Be careful of temperature extremes

Very high or low temperatures can also have adverse effects on your fistula and lead to thrombosis. It is recommendable not to expose yourself to:

  • Excessive heat (e.g. sauna or sweat baths), as it induces vessel dilation and reduces the blood pressure and blood flow. If you want to be outside on a very hot day, try to stay in the shade.
  • Excessive cold. This induces vessel constriction and with it reduced blood flow in the limbs, especially in the fistula arm. On extremely cold days, remember to wear appropriate warm clothes if you want to get some fresh air outside.

Central venous catheter (CVC) care

CVC, a special type of intravenous catheter (tube), is indispensable in today’s dialysis centres. Some patients start haemodialysis without permanent vascular access – they will most often have a CVC.

Why do you need a CVC

If a patient’s blood vessels are damaged or very fragile, it is not possible to create a fistula. And because access is so fast, CVCs are also used for emergency treatment. If a central venous catheter is the best choice for your haemodialysis treatment, a physician or surgeon will insert it into a central vein – a jugular vein (neck), a subclavian vein (chest), or a femoral vein (groin).

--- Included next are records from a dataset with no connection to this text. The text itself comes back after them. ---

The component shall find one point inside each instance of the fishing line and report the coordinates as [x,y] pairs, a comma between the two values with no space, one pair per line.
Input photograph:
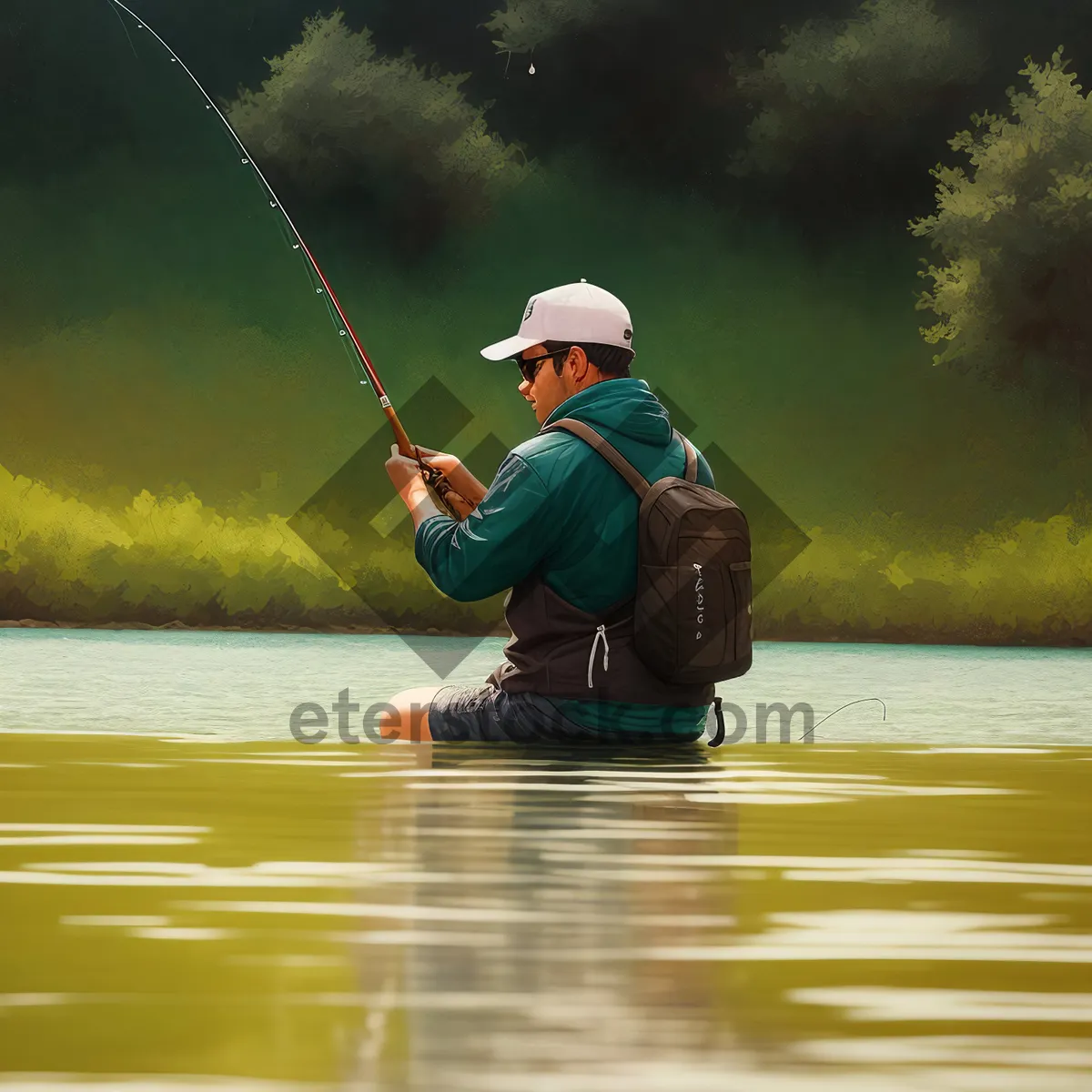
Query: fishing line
[274,202]
[458,506]
[126,28]
[839,710]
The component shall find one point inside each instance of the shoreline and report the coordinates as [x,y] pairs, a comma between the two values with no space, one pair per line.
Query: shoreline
[435,632]
[183,627]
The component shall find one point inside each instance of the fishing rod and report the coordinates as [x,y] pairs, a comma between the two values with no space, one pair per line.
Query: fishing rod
[457,505]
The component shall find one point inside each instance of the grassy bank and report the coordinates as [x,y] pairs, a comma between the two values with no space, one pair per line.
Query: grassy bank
[169,560]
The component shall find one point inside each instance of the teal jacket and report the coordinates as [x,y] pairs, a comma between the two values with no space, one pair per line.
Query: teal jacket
[557,503]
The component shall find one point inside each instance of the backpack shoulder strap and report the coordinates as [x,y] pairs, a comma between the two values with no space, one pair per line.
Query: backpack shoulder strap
[692,457]
[607,450]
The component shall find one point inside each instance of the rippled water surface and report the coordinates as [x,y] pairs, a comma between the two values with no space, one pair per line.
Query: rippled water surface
[246,685]
[256,915]
[190,900]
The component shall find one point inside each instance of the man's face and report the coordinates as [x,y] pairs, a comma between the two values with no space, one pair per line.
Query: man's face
[550,390]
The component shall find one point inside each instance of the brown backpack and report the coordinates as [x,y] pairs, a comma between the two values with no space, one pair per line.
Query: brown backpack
[693,620]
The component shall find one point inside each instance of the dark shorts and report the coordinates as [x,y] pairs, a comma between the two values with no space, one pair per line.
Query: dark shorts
[490,714]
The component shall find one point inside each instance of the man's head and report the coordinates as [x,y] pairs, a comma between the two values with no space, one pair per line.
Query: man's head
[551,371]
[571,338]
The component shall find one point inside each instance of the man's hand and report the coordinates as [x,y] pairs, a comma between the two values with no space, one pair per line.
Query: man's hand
[405,474]
[459,478]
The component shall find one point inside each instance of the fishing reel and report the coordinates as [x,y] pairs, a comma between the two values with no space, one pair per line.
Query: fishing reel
[457,506]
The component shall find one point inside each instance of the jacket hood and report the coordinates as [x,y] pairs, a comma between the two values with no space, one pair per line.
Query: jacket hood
[621,408]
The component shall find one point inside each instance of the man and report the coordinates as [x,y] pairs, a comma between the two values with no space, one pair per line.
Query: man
[558,527]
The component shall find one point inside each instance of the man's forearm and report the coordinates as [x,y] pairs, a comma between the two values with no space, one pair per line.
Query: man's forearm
[420,501]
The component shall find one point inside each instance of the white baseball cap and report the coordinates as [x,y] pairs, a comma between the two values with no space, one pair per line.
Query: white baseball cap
[572,312]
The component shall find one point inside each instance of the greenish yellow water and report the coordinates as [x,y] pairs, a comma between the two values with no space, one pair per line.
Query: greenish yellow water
[266,915]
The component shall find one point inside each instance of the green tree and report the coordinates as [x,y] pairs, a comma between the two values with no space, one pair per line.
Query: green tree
[1016,234]
[869,80]
[336,115]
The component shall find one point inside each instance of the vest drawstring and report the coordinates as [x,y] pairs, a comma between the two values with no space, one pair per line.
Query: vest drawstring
[719,735]
[602,632]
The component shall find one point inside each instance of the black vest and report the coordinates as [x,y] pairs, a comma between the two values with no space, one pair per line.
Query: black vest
[560,651]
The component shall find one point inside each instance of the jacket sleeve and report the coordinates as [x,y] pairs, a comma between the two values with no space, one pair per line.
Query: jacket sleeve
[498,544]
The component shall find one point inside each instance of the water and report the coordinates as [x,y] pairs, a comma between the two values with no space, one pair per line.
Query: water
[190,900]
[246,685]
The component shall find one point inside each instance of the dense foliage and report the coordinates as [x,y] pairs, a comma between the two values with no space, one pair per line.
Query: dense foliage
[525,25]
[338,115]
[865,80]
[1016,233]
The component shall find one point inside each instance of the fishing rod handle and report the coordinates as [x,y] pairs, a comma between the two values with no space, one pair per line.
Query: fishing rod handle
[458,506]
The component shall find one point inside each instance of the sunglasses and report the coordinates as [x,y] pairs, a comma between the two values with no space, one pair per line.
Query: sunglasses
[530,369]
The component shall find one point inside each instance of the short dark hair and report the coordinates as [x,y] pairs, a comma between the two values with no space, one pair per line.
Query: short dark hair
[611,359]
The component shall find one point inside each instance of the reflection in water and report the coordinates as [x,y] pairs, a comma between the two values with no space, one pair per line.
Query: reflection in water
[550,992]
[458,917]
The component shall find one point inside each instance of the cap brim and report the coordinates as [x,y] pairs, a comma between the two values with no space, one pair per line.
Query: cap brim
[508,349]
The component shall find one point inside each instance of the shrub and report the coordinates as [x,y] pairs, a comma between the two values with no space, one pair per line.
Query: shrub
[867,79]
[336,115]
[525,25]
[1016,238]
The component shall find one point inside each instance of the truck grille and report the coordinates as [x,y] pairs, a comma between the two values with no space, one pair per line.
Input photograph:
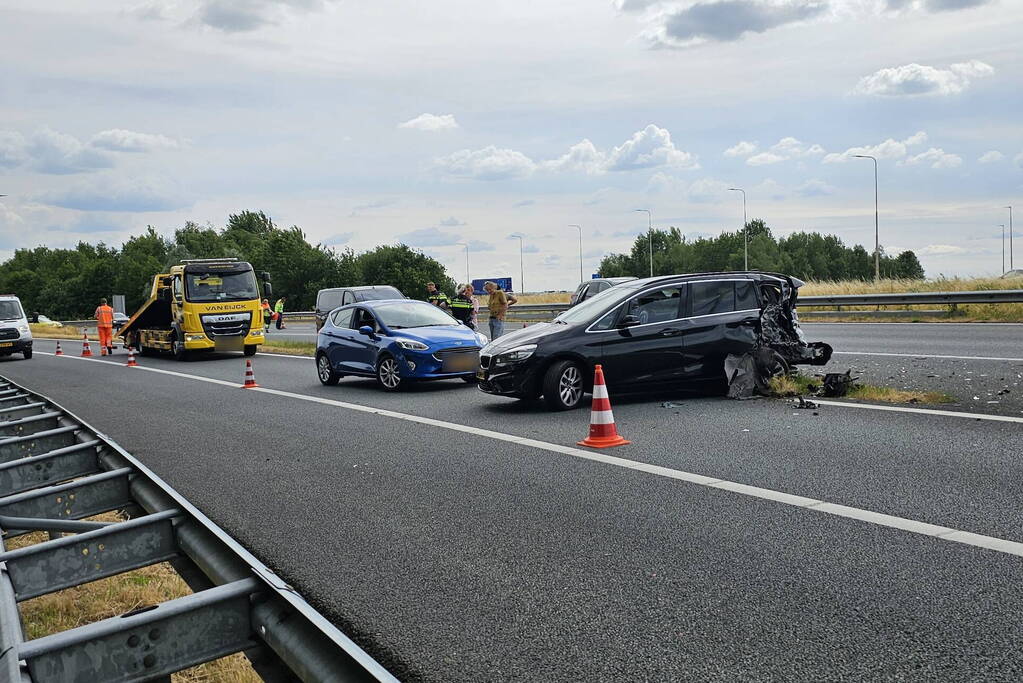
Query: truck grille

Central venous catheters offer immediate access to the blood system. Patients with CVCs may appreciate that they can move their arms and hands freely during dialysis, and that needle sticks are avoided. However, a long-term complication of catheters – especially those placed in the subclavian vein – is that the blood vessel often becomes abnormally narrow (stenosis). CVCs also pose a higher risk for infection, and patients have to be careful with their daily hygiene or if their leisure activities include swimming or bathing. Sometimes, a CVC makes it hard to obtain high blood flows, which may affect the efficacy of toxin removal.

How is CVC care performed

CVC care is usually done by nurses. The catheter exit site should be cleaned during each dialysis treatment. Personal protective equipment must be worn by the nurse. The patient should wear a mask while the dressing is changed and at any time the catheter is opened, such as during the connection and disconnection procedures. The sutures for non-tunnelled catheters must remain in place for as long as the catheter is inserted. If you have a tunnelled catheter, the sutures should be removed once the catheter cuff has healed into place.